HIV Natural Treatment of Prevention options - supplements herbs vitamins
There are no natural therapies that are endorsed by the medical profession for the prevention or treatment of HIV infection. However, studies (mostly test tubes) have shown several nutrients and herbs to have antiviral properties. It is difficult to predict what clinical effect, if any, these herbs and supplements have in the natural progression of HIV, but it appears that some herbal and nutritional compounds -- at least in test tubes -- have anti-HIV activity. We also have little idea how these supplements interact with antiviral drugs. Please discuss with your doctor regarding the use of these supplements to see if they are appropriate for you. You can find some of the research at the bottom of this page or by clicking on the appropriate links in blue.

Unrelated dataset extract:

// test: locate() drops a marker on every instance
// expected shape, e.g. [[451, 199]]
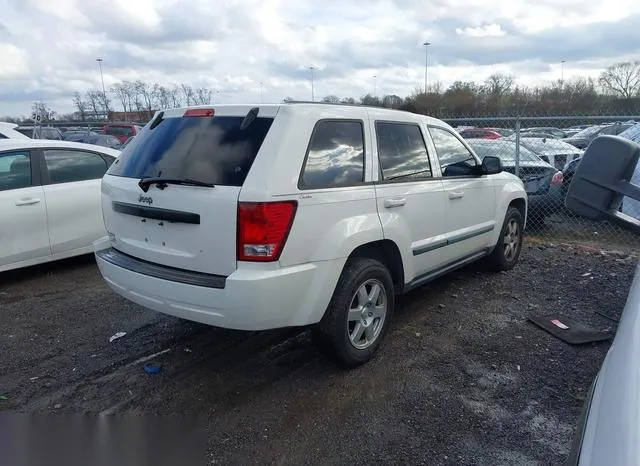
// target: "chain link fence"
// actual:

Antioxidant - There is evidence suggesting that patients infected with human immunodeficiency virus are under chronic oxidative stress and thus may benefit from antioxidant vitamins.
Vitamin D - HIV carriers with vitamin D deficiency are more likely to die than those with sufficient vitamin D in the blood.
Multivitamins - Research from Africa suggests that basic multivitamin and selenium supplements lower the risk that untreated people with the AIDS virus will get sicker over a two-year period. Nov. 27, 2013, Journal of the American Medical Association.
Green Tea - Epigallocatechin-3-gallate (EGCG), one of the components of green tea has been suggested to have antiviral activity. To determine the effects of EGCG on HIV infection, peripheral blood lymphocytes infected with HIV were incubated with increasing concentrations of EGCG. EGCG strongly inhibited the replication of the HIV virus.
Glutamine, the amino acid, could be helpful for those on anti-HIV medicines.
Glutamine-antioxidant nutrient supplementation can increase body weight, body cell mass, and intracellular water when compared with placebo in HIV patients.
Mangosteen
is sold online on the internet.
Hyssop
has antiviral activity against herpes simplex and HIV-1.
Licorice may be helpful.
Olive Leaf extract has anti-HIV activity
Rooibos tea has anti-HIV activity.
Echinacea herb may be of some benefit.
Ginseng CD4+ T cell counts in human immunodeficiency virus (HIV)-1-infected patients are maintained or even increased when treated with Korean red ginseng. High doses of ginseng can be overly stimulating and cause insomnia.
Catuaba, an Amazonian plant, has anti-HIV activity.
Bovine Colostrum may reduce the severity of diarrhea in HIV patients.
Marigold herb
Fish Oils - Fish oil (omega-3 fatty acid) diet supplements appear to be an effective way to lower high triglyceride levels that are associated with antiretroviral therapy in HIV patients. HIV therapies and HIV itself can cause concerning increased in triglycerides, which may place the individual at risk for cardiovascular disease. Fish oil has been found in people without HIV infection to reduce triglycerides and also to prevent cardiovascular disease.  It's probably best not to exceed 3 capsules a day.
Zinc for children with HIV

DHEA in low dosage is useful to treat mild depression in those with HIV.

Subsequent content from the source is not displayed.